Flash Drag and Drop Code Snippet
Start a new ActionScript 3.0 project. You will notice that we have the default one frame on Layer 1 in the Timeline and a blank stage.
Open the Code Snippets panel (Window ï¿½ Code Snippets). You will find the Drag and Drop code snippet in the Actions folder.
To apply a code snippet, just double-click on the snippet's name in the panel. However, when we do this, FlashR tells us that we need to attach the snippet to an object on the stage. A code snippet can be added to a movie clip or TLF text object. Let's draw a square on the stage with the Rectangle tool. Now, select the square on the stage and double-click the snippet again.
Now, Flash tells us that we need to convert the square to a Movie Clip and give the Movie Clip an Instance Name. It offers to do this for us. So, click OK. The Actions panel will open automatically to display our drag and drop code. Close this panel for a little while so that we can examine what else has happened in our Flash fla.
On the Timeline, we now have a new Actions layer (top layer) and Frame 1 has a small "a" to indicate that the ActionScript code has been added to that frame. We still have our Layer 1 with the square but if we click on the square and look at the Properties panel, we see that Flash has made it a new movie clip named "Symbol 1" with an Instance Name of "movieClip_1".
Now we can test our Flash movie. Click Control ï¿½ Test Movie ï¿½ In Flash Professional. Click on the square and drag it to another location on the stage.
Let's open the Actions panel again, and check out the code. The code snippet contains to functions and two event listeners. The first line of code (after the comment) adds an event listener to our movieClip_1. The event listener listens for the MOUSE_DOWN MouseEvent. When Flash notices that the mouse button has been clicked down, it will run the first function called fl_ClickToDrag.
The fl_ClickToDrag function applies the startDrag(); function to our movieClip_1. This startDrag function is a "built-in" Flash function that allows the target (movieClip_1) to be dragged over the stage. We can only have one movie clip draggable at a time and this movie clip remains draggable until one of two things happen. The first is a stopDrag(); function is called. We will talk about this in the next paragraphs. The second is to apply the startDrag(); function to another object on the stage.

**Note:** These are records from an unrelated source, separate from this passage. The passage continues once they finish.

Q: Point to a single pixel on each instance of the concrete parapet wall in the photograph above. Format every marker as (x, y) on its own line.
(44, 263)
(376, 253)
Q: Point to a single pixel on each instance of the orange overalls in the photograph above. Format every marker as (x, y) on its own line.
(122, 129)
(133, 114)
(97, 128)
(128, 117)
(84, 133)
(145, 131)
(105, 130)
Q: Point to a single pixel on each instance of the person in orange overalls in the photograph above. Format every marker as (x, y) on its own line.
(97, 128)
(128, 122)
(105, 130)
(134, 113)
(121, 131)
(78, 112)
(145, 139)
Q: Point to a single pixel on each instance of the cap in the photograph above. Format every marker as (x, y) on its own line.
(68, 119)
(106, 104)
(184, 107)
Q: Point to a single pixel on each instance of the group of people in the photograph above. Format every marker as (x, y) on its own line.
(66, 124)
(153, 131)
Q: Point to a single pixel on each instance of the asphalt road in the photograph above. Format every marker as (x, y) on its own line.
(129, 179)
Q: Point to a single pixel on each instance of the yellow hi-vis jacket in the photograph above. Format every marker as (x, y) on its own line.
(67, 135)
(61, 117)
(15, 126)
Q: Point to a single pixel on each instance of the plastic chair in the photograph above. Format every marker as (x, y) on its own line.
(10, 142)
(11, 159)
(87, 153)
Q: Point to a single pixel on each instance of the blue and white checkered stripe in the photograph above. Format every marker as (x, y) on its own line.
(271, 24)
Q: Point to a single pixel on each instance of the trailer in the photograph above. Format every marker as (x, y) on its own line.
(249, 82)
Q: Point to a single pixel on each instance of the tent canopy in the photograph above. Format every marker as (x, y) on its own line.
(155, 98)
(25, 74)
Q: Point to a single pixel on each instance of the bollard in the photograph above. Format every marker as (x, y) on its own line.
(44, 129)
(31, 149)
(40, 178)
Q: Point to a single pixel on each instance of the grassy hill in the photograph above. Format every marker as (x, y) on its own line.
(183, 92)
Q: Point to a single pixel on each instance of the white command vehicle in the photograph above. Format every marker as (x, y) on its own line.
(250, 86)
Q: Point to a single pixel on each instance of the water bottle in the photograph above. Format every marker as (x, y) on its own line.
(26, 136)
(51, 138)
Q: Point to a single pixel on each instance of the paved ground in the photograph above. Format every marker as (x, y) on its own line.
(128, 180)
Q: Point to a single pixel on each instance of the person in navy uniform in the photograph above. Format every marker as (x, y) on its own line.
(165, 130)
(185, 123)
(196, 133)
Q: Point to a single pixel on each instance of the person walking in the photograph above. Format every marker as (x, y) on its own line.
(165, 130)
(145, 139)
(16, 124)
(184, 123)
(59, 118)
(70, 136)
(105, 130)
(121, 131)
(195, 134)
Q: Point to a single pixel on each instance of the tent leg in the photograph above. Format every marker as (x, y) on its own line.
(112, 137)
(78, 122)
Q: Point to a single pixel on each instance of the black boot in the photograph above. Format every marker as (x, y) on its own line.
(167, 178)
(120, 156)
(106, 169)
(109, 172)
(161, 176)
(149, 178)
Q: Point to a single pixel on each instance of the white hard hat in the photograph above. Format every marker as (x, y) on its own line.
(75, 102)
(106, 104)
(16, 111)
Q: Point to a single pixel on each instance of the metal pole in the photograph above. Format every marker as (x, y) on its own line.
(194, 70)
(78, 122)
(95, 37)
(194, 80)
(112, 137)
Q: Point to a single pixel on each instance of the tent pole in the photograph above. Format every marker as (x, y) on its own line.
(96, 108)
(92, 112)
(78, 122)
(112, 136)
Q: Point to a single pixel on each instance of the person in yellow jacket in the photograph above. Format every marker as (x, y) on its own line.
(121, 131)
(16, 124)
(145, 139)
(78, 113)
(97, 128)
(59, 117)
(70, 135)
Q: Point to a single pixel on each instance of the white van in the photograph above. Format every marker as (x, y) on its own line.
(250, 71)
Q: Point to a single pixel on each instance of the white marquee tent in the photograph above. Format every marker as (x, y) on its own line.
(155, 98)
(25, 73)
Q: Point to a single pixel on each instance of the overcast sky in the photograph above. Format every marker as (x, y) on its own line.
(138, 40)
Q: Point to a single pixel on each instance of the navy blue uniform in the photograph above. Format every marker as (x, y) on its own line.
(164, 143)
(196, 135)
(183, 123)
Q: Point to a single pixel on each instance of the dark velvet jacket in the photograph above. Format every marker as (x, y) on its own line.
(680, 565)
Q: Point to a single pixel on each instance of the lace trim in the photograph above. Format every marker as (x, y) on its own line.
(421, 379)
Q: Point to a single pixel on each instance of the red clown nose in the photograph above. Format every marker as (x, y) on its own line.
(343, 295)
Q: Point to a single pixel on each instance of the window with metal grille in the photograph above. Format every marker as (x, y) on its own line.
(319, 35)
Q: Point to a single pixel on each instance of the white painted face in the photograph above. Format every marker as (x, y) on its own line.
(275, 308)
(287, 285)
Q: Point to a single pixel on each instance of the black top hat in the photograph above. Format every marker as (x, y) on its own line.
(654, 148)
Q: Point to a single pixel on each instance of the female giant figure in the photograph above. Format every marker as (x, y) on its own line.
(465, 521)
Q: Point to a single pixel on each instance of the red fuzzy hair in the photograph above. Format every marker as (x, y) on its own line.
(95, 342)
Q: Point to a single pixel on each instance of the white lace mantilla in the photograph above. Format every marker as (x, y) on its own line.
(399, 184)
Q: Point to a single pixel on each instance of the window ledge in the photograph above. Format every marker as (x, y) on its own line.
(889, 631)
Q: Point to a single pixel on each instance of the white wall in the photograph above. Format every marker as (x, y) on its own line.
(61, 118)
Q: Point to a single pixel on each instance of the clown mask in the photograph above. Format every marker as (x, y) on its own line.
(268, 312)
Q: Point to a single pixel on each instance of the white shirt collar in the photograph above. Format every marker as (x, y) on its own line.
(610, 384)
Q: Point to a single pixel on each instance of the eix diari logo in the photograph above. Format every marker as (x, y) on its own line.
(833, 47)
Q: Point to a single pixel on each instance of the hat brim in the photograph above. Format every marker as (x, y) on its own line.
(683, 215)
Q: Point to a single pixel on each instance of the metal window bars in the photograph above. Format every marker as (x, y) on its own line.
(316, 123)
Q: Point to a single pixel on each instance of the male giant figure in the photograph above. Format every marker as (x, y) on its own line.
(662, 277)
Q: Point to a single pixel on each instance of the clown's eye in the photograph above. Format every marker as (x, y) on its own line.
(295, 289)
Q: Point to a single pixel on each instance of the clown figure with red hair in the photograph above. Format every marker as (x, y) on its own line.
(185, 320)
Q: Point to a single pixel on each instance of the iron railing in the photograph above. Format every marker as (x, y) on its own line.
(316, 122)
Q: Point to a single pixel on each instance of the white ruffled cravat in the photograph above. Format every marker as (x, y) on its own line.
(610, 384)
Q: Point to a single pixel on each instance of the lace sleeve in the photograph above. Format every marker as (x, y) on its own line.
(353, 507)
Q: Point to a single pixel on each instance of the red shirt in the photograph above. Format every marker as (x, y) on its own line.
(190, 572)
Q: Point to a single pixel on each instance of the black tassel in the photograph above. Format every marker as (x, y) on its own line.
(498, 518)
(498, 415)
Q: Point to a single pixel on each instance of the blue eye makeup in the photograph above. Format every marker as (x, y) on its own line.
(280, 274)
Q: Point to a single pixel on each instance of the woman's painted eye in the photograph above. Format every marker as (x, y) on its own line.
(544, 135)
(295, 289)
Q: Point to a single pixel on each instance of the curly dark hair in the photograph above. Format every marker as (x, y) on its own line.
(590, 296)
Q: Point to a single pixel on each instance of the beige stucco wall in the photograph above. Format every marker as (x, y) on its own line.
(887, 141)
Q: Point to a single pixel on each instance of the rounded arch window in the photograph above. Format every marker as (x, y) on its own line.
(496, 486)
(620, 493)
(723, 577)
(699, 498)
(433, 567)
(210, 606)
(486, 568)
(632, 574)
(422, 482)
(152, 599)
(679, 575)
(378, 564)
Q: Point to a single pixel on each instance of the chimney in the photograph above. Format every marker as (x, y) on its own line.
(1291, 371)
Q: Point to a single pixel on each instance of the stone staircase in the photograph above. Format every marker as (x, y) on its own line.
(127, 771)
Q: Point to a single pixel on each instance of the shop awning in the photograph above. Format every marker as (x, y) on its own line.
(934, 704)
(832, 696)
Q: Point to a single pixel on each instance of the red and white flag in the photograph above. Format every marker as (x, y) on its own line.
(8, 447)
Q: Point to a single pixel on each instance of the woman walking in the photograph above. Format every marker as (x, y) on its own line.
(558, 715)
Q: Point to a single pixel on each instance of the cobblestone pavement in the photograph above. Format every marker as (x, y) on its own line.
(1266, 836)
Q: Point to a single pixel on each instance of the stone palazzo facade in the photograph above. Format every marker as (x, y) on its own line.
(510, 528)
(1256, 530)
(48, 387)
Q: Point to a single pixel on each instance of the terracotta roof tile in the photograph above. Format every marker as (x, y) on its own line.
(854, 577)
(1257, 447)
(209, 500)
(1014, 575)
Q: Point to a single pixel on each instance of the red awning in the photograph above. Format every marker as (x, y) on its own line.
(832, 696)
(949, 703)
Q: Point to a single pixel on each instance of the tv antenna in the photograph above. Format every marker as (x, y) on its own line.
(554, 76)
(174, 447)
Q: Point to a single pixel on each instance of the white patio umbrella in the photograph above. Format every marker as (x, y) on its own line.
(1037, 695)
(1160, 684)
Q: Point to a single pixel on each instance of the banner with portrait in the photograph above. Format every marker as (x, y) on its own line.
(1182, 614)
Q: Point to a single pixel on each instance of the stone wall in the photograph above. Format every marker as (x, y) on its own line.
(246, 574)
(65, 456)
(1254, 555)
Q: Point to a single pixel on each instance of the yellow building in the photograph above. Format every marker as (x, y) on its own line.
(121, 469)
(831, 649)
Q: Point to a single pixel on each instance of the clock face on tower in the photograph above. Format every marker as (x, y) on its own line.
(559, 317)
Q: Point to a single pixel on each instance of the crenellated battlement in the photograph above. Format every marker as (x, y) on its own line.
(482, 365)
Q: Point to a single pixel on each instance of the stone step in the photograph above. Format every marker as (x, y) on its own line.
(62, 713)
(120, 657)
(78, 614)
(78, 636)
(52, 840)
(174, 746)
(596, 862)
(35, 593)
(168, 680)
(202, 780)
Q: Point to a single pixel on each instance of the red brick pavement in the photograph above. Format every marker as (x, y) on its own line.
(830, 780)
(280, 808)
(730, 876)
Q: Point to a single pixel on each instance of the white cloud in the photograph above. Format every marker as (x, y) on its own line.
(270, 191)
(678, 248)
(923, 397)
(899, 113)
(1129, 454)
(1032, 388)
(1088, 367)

Now that we can drag our movie clip, we need to look at the code that will "drop" our movie clip. As you can see, the next line of code will add an event listener to the stage (not the movie clip). It tells Flash to listen for the MOUSE_UP MouseEvent and run the fl_ReleaseToDrop function when this occurs.
The fl_ReleaseToDrop function applies another built-in Flash function stopDrag(); to the movieClip_1 object. This function stops or removes the startDrag() ability from the movie clip.